Ce dessin porte une attribution ancienne à
Domenico Riccio, dit Domenico Brusasorci
(1516-1567). Nous l’avions conservée en un
premier temps. Les dessins de paysage, quand ils
sont attribués à des artistes véronais et vénitiens,
à l’exception toutefois de ceux de Domenico
Campagnola, facilement identifiables dans leur
facture et conception d’ensemble, restent des
problèmes quasi insolubles. Dans l’œuvre du
peintre véronais Domenico Brusasorci, dominé
par des peintures d’histoire (fresques pour la
voûte du chœur de S. Stefano, pour l’église de la
Santa Trinità à Vérone, tableau d’autel pour le
dôme de Mantoue), prennent place aussi des
peintures de paysage. Sa réputation dans ce
domaine était établie. Il avait ainsi réalisé au
palais épiscopal de Vérone en 1567 des vues
paysagères et, quelques années auparavant, en
1550, il avait peint sur des petits panneaux, des
paysages comportant des scènes bibliques pour
la sacristie de Santa Maria in Organo toujours à
Vérone, et en 1551, sur les murs de la première
salle de l’étage noble de la villa Del Bene à
Volargne, entre des atlantes feints, d’imposantes
vues dominées par des montagnes occupant, au dessus
d’une frise en hauteur d’appui, la totalité
de l’espace. Cette expérience reconnue de peintre
paysagiste explique que l’on a pu lui attribuer ce
dessin à la plume et à l’encre brune. Mais à
Vérone, avant que Véronèse n’exerce son ascendant
stylistique sur la communauté des peintres
de la ville, Brusasorci n’est pas le seul à peindre
des paysages, Battista d’Angolo, dit Battista del
Moro (c. 1514 – c. 1574), son contemporain,
travaille lui aussi dans ce genre. Les fresques qu’il
réalise à la villa Emo-Capodilista à Monselice
montrent une très grande sensibilité dans l’évocation
de chacune des caractéristiques des quatre
saisons en matière de couleur, de lumière, de
végétation.

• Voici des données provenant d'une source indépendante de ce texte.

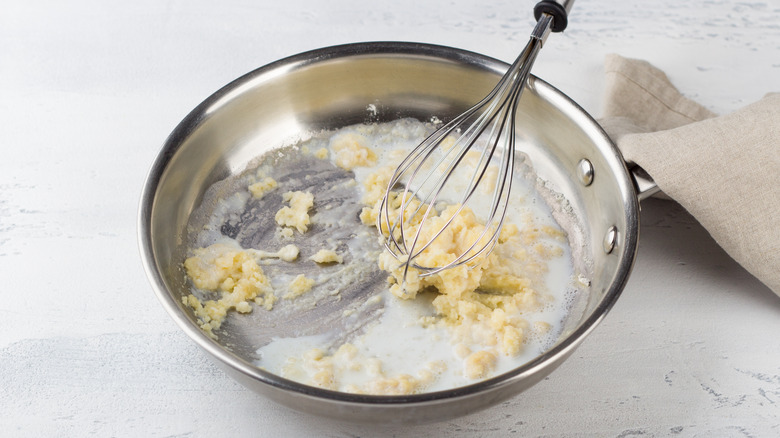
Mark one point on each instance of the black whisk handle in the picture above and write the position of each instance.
(559, 9)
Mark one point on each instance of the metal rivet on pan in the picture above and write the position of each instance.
(585, 171)
(610, 239)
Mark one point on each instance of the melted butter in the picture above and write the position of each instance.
(435, 333)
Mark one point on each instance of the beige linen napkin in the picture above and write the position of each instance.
(725, 170)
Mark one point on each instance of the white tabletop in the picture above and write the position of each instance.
(90, 90)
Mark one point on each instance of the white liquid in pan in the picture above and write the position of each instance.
(404, 349)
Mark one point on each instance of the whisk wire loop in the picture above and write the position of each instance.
(489, 126)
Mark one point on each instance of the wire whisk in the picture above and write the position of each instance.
(438, 181)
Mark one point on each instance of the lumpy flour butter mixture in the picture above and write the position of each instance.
(291, 248)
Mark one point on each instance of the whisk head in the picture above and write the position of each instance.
(461, 172)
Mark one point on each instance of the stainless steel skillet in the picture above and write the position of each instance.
(280, 103)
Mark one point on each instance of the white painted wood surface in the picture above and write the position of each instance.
(90, 89)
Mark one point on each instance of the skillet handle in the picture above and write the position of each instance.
(643, 182)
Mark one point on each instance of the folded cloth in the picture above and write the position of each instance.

L’influence nordique, comme cela a
été noté à plusieurs reprises, se fait grandement
sentir dans la construction de l’espace – on a
même rapproché ses paysages de ceux de
Bruegel ; sans aller jusque-là, on peut évoquer le
nom d’un certain Luca Fiammingo, spécialisé
dans la représentation de « paesi » (« pays »), qui
travailla à Mantoue et dont le travail fut
sûrement apprécié. Brusasorci fut tout autant
sensible que Battista del Moro à une telle conception
de l’espace, presque illimité dans son
étendue, courant et s’élevant progressivement
pour atteindre un ciel tout en hauteur.
Le dessin de Grenoble fait écho à certains
procédés de présentation et de cadrage, visibles
sur la plupart des fresques de Domenico Brusasorci
et de Battista del Moro : un arbre au premier
plan fait office de repoussoir, des fabriques
couronnent un mont, le ciel domine le tout.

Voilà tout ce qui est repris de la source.